The International Franchise Association (IFA), a Washington, D.C.-based trade group, and five franchisees today filed a lawsuit in U.S. District Court in Seattle seeking to block Seattle’s recently enacted law to increase to the city’s minimum wage to $15 per-hour. The complaint alleges the new law illegally discriminates against franchisees and improperly treats them not as the small, locally-owned businesses they are, but as large, national companies.
Seattle Mayor Ed Murray last week signed the law, which requires large businesses, defined as those with more than 500 employees, to raise the minimum wage they pay their employees to $15-an-hour over three years beginning on April 1, 2015. Smaller businesses have an extra four years, or a total of seven years, to phase in the wage increase.
IFA’s lawsuit asserts that the Seattle statute unfairly requires Seattle’s 600 franchisees, who own 1,700 franchise locations and employ 19,000 workers, to meet the three year deadline for large businesses simply because they operate as part of a franchise network. The lawsuit argues that the Seattle ordinance defies years of legal precedent clearly defining a franchisee as an independent local business owner who operates separately from the corporation that provides brand and marketing materials. Read the full press release here.

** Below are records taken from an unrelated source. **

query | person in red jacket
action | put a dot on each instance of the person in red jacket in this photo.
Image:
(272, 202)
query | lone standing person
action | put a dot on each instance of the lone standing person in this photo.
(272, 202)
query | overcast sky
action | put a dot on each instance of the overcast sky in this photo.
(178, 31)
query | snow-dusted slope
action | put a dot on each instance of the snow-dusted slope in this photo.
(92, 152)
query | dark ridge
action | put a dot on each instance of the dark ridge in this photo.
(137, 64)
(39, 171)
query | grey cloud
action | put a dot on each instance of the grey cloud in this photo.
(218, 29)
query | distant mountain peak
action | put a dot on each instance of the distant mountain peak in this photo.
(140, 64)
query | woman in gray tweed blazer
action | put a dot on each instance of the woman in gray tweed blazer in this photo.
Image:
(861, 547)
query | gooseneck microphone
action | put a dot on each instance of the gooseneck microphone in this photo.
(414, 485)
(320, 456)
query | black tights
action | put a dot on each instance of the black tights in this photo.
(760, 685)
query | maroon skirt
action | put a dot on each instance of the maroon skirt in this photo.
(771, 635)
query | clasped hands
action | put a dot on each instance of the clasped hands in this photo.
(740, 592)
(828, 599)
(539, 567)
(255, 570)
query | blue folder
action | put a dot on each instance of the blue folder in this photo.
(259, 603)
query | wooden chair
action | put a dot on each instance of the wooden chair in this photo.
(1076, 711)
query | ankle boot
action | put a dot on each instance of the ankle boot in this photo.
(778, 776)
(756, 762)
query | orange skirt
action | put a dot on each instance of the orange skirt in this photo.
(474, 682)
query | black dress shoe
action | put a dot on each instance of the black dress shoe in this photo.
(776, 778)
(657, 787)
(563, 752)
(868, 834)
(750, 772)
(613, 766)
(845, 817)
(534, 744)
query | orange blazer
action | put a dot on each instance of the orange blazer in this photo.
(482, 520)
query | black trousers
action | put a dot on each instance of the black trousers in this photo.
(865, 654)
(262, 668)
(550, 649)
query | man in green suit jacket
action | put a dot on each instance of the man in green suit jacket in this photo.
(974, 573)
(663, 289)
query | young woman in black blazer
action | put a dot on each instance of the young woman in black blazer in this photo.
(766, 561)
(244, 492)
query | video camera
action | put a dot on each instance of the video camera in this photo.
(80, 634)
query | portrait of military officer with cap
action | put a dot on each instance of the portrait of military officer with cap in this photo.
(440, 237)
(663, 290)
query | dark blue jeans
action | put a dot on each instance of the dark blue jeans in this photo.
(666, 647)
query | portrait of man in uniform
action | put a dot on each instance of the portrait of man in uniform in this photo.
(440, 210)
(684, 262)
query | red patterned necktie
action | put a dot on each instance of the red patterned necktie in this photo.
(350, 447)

In response to IFA’s lawsuit, the American Hotel & Lodging Association (AH&LA) issued the following statement:
“The wage increase in Seattle contains a very troubling anti-franchise provision not previously utilized anywhere else in the country, and small hotels and businesses will suffer the brunt of the consequences as a result,” said Katherine Lugar, AH&LA president/CEO. “It’s absurd to think that the mom-and-pop hotels making up the vast majority of our industry would be considered large employers under Seattle’s new provisions, simply because of their affiliation with national chains. AH&LA strongly supports the efforts of the International Franchise Association to file a legal challenge to overturn the franchisee provision in the city’s minimum wage ordinance. We are an industry comprised of many franchisees, and we hope the final outcome protects the small business status of many of our Seattle hoteliers. Seattle—and any other city taking steps to adopt extreme wage mandates—will soon find that these proposals only serve to harm Main Street businesses, deny opportunities for men and women seeking to climb the ladder of opportunity and success, undermine employer-provided health benefits, and hurt their local travel and tourism industry.”